As much as my heart skipped a beat at the mere thought, I wasn’t sure I was up to another argument with him, and so I almost didn’t go. But I did, and when I stepped into the cool tree-shaded yard, I was surprised to see that my visitor wasn’t Cai but Charon the slave trader.
To say I was surprised would have been an understatement.
My former captor, the man who’d stolen me from my home and then sold me into slavery, sat on a marble bench beneath the branches of a fig tree, carving one of the ripe purple fruits into slices. He popped a slice into his mouth and stood when I approached, a smile lighting his face. He cut another slice of fig and wordlessly offered it to me on the blade of the knife.
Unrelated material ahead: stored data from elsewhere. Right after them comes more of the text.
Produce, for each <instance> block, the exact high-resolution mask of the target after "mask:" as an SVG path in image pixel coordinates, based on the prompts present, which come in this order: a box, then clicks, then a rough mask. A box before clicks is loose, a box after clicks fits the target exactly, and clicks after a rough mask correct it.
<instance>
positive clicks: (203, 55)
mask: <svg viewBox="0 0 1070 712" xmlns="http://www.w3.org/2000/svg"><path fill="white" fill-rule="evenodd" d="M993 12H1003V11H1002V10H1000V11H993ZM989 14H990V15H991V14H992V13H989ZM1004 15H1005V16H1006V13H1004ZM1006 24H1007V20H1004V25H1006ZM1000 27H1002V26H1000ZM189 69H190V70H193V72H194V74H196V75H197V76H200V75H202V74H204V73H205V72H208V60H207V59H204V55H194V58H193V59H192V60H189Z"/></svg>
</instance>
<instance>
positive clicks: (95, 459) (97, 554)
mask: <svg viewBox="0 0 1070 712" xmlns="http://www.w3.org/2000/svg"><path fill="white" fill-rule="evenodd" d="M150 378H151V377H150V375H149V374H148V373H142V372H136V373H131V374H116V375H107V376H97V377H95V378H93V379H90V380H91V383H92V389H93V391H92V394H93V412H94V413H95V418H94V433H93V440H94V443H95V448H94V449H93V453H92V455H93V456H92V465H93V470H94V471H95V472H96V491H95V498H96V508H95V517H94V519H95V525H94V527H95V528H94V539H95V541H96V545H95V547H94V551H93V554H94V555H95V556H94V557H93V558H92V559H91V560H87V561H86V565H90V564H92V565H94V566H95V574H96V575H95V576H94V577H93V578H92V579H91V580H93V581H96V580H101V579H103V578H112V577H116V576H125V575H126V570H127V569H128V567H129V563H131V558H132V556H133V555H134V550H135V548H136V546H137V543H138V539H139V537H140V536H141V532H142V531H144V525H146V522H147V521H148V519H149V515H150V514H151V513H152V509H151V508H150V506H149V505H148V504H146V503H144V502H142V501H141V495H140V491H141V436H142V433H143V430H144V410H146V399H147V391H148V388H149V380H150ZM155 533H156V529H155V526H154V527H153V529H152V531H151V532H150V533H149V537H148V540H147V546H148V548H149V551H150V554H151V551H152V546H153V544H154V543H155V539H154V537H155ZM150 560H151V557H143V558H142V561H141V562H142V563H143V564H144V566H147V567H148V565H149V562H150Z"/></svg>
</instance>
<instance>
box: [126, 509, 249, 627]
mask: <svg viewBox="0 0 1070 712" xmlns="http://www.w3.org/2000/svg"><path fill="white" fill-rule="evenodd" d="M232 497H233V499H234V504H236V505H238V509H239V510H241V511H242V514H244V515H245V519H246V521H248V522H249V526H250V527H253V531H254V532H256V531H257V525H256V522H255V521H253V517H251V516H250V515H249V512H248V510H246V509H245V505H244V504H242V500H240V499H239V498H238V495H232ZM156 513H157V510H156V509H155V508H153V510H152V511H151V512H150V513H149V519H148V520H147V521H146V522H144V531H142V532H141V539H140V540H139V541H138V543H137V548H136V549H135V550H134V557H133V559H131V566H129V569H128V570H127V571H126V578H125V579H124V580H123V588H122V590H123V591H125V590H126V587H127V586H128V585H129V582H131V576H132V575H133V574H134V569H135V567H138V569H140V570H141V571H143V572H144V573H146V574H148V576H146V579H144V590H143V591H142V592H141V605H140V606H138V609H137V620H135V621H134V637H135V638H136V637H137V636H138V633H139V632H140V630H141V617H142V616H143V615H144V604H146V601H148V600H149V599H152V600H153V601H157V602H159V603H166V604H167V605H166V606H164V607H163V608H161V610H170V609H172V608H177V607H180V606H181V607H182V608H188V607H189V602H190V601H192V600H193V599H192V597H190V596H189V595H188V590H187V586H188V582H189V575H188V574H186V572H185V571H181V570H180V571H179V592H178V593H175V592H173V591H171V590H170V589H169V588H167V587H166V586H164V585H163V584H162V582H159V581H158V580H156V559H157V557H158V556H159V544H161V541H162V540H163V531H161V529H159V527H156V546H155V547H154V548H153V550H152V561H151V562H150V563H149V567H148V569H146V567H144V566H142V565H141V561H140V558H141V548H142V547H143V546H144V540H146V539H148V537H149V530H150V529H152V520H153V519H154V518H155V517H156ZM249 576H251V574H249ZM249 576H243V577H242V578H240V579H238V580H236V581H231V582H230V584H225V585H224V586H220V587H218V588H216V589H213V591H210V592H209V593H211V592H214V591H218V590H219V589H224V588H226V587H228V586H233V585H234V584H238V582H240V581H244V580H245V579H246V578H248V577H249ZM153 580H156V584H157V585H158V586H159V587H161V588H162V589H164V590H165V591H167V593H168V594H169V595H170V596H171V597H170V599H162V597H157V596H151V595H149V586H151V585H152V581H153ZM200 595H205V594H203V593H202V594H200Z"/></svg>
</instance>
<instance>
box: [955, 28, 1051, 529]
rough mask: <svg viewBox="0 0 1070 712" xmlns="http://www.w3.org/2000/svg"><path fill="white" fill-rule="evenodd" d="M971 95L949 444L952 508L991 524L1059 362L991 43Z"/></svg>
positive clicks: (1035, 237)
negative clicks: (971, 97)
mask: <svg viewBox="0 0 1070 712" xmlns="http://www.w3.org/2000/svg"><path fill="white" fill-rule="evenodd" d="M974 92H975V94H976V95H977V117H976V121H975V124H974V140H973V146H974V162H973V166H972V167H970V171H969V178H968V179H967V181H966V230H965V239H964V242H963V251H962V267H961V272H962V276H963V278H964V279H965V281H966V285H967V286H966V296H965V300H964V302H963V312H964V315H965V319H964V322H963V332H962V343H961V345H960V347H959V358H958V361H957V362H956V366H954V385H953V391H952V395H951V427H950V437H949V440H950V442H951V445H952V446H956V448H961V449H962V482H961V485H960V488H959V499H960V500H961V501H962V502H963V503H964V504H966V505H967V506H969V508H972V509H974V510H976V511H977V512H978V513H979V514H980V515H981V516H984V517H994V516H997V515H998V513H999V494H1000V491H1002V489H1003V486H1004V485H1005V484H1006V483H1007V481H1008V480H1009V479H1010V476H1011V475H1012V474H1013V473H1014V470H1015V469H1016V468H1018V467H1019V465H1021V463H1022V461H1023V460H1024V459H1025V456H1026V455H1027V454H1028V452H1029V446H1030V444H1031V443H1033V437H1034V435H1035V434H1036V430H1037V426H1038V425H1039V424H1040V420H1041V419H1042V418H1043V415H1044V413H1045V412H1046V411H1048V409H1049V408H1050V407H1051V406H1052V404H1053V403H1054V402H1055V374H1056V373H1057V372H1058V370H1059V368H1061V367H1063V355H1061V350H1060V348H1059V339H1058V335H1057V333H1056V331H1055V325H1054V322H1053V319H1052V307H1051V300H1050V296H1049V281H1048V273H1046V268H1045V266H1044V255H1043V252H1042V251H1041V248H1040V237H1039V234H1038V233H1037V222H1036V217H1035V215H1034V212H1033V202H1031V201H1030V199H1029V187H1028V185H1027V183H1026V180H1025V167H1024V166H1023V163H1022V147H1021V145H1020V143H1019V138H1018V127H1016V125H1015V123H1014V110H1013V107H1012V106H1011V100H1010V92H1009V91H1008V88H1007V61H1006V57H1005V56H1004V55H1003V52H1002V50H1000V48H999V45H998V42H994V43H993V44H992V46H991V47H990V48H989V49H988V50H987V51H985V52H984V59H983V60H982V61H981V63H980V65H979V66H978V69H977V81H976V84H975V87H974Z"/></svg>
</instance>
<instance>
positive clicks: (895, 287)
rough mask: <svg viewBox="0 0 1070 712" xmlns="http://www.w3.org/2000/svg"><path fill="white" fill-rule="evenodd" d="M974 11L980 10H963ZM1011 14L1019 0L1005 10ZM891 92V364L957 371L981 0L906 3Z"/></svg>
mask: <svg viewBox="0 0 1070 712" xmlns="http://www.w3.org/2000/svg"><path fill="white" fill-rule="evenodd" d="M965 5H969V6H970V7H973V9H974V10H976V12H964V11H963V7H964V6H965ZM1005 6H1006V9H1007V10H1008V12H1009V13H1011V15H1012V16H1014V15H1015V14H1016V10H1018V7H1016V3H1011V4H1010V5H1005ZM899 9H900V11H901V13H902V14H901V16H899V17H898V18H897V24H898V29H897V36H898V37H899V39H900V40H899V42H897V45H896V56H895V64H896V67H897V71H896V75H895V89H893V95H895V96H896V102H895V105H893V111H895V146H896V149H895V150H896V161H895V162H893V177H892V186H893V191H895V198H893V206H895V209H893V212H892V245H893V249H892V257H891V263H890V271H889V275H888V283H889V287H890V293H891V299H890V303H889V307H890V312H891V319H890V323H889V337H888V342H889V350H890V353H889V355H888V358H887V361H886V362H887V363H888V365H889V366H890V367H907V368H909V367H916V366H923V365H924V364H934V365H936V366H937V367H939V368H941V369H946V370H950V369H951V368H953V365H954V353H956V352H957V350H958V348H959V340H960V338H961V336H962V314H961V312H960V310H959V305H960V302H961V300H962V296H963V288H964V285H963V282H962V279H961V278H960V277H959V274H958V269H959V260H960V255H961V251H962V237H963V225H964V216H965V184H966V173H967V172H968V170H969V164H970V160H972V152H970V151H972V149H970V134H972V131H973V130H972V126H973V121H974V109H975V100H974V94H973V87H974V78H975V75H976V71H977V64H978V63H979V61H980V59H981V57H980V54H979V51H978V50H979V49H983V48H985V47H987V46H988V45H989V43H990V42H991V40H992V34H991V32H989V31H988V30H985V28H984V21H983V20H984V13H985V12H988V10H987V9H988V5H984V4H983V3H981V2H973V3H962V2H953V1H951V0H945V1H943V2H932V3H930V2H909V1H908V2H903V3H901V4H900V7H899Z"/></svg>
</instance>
I took it and sat on the bench facing him.
“Gladiatrix,” he said. “It’s good to see you again.”
I regarded the slave master coolly. “Is it?”
He laughed softly. “You are her very mirror, Fallon.”
“Whose?”
“Your sister. Sorcha.” He reached for another fig from a low-hanging bough. “She was extraordinary in her arena days, and I understand you’re following closely in her footsteps.”
“Who told you that?”
“Caius Varro. Your sparring partner.” Charon grinned at me. “His father, the senator, entertained me at his domus in the capital two nights ago. I politely inquired as to why the lad was wincing with every breath.”
“I see.” I bit into the sweet flesh of the fig and tried to keep my expression neutral.
“He seems to believe that you’re not very happy with him at the moment,” he said. “Pity, seeing as how Caius just received orders that he’s to escort Caesar’s gladiatrix corps on the circuit tour. You’re going to be seeing a lot of each other.”
There was that skip of my heartbeat again.